Estimating parameters of a negative-binomial mixture model

I have tried your suggestion for a true \mu_1 = 20, \mu_2 = 19 and sd = 3. You were right. Adding a prior

mu[2] ~ normal(20, 10);

to the model really did help. probably this particular prior is too narrow for my application, but at least I should be able to find a sensible upper bound which should help.

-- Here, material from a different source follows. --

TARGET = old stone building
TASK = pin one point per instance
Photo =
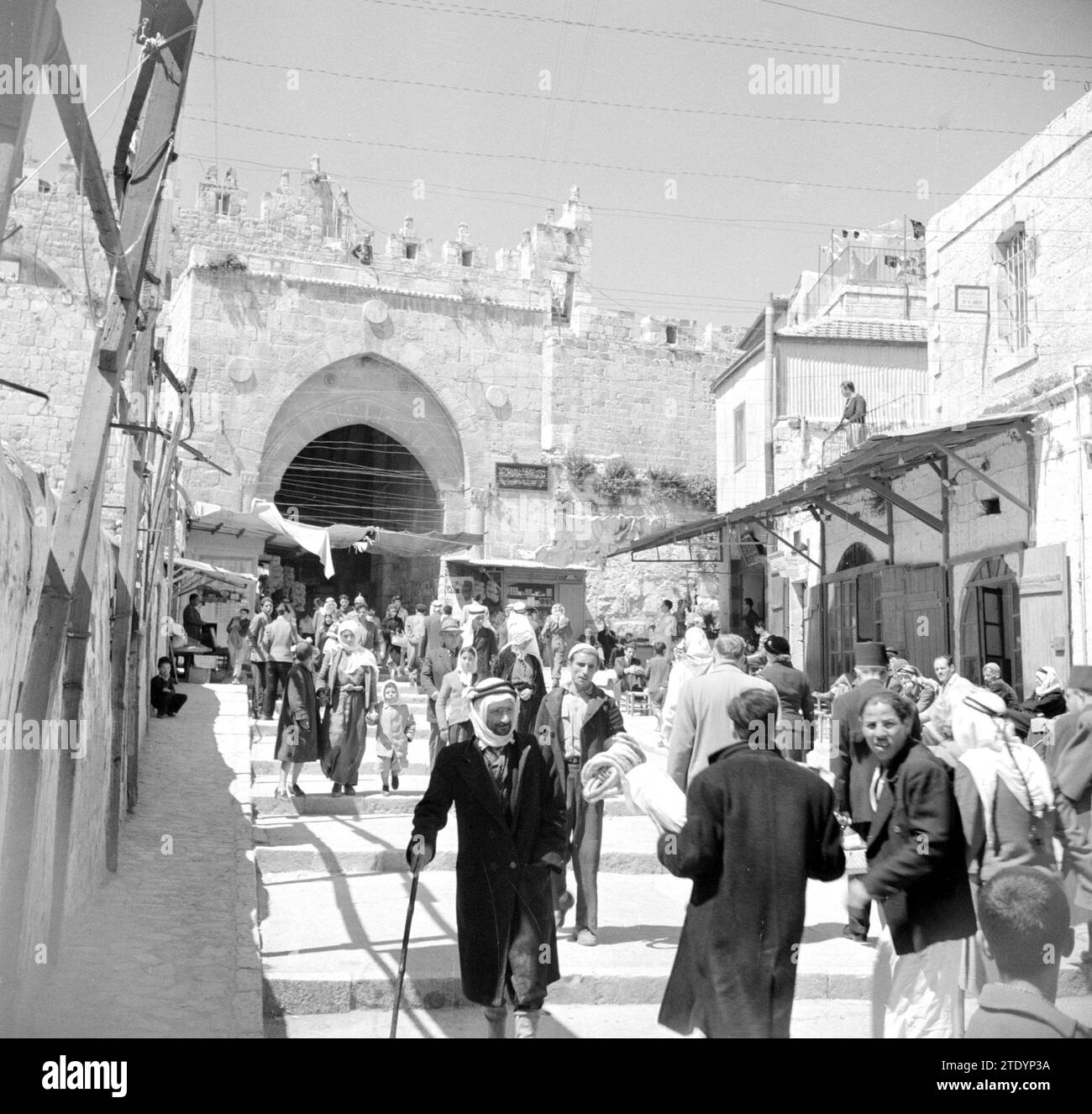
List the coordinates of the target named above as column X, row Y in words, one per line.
column 367, row 380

I did not do that before because I had assumed that there should be enough data to pull the estimate towards the true value. I observed an estimate for mu[2] of 1e+153 even for very large amounts of data and am still a bit confused why the data is not able to overwhelm the uniform prior.

two other observations:

  • the n_eff is rather low. For 2000 total draws I get an n_eff of around 135 for the parameters. And the mixing looks a bit bumpy.
  • The posterior distribution for mu[1] becomes bimodal. One peak is at around 19, the other is at around 15. The posterior mean is 16.4. So now the lower mu[1] is underestimated.

Thank you for your help! :)

That’s because the two means are so close to each other (difference of 1) relative to the sd (=3), such that a single normal distribution can very well describe the whole set of data and then the other mixture component runs off (the first mixture proponent could just as well have run off to minus infinity, leaving the second to cover the data). That’s why it’s so important to be super careful with uniform and especially improper priors.

1 Like

For the same reason as before, I would argue that your toy example is not really a case where one would need a mixture distribution to describe the data and/or where the data cannot inform a model usefully about the mixture components.

Ah that is a very useful point. Thank you for that.

Do you know whether there is a way to handle that well? If there is really only one underlying distribution, then ideally I would just want both distributions to estimated the same. In my case however I observe a bias in estimation.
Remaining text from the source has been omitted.